Today, two-thirds of Americans living with Alzheimer's dementia are women. What's the difference between dementia and Alzheimer's disease anyway? What are the causes? And what puts people at risk for dementia?

Use our visual guide to understand dementia, its most common causes, and symptoms.


What's the difference between dementia and Alzheimer's disease?

Dementia is a catch-all term for a group of symptoms including impairments in memory, language, and problem-solving. It has many causes, the most common of which is the brain changes associated with Alzheimer's disease.


What are the most common causes of dementia?

The Alzheimer's Association's annual report outlines the most common causes of dementia and the symptoms that distinguish them. We've summed up those common causes here, but there are still a few other, rarer causes.

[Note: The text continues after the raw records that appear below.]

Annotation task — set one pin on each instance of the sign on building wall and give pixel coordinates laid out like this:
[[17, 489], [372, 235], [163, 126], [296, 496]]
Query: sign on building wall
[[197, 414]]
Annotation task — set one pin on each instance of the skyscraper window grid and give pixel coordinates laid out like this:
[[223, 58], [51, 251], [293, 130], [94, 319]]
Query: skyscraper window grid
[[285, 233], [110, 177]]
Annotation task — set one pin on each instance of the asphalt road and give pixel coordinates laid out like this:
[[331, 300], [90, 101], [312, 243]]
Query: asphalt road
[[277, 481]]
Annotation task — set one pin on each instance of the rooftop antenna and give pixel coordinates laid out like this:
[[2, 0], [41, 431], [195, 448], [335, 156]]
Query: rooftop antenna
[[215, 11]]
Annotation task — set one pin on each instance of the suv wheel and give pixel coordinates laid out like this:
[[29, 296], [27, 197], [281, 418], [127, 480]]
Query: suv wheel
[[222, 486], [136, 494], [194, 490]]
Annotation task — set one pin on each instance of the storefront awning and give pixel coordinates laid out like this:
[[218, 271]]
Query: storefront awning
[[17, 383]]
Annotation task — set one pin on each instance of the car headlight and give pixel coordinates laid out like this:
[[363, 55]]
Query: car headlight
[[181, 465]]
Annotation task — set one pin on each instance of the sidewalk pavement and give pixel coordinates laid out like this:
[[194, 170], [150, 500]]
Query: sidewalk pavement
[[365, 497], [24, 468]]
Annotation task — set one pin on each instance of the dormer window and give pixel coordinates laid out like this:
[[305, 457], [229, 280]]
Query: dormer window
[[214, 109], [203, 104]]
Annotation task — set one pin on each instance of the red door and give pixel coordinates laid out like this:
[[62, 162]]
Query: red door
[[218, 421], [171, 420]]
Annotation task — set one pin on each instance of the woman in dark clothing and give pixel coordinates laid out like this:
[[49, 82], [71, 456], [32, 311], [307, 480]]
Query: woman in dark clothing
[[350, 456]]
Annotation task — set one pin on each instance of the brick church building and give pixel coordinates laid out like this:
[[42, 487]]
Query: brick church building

There are also times when a person may have symptoms that look like dementia but aren't. That sometimes happens as a result of the side effects of medication, untreated sleep disorders, thyroid problems, and even depression. Once those underlying medication or health issues are address, the symptoms usually resolve.


Click infographic to enlarge.

What are the risk factors for dementia?

Numerous factors also influence a person's risk of developing dementia, including age, genetics, and family history. Those risk three factors aren't changeable, but others are. These "modifiable risk factors" for dementia include cardiovascular health, smoking, physical fitness, diet, education, social and cognitive engagement, and traumatic brain injury.

Modifiable Risk Factors for Dementia

  1. Education
  2. Hypertension (cardiovascular health)
  3. Obesity
  4. Hearing loss
  5. Traumatic brain injury
  6. Alcohol misuse
  7. Smoking
  8. Depression
  9. Physical inactivity
  10. Social isolation
  11. Diabetes
  12. Air pollution

How does dementia affect women?

The majority of people living with dementia are women. Part of that is age, since women tend to live longer than men. But that's not the whole story. Evidence is mounting that gender inequality — and the sprectrum of ways it impacts women's lives — is also at play. Understanding the risk factors for women is critical to preventing and treating dementia in women and ensuring they age well.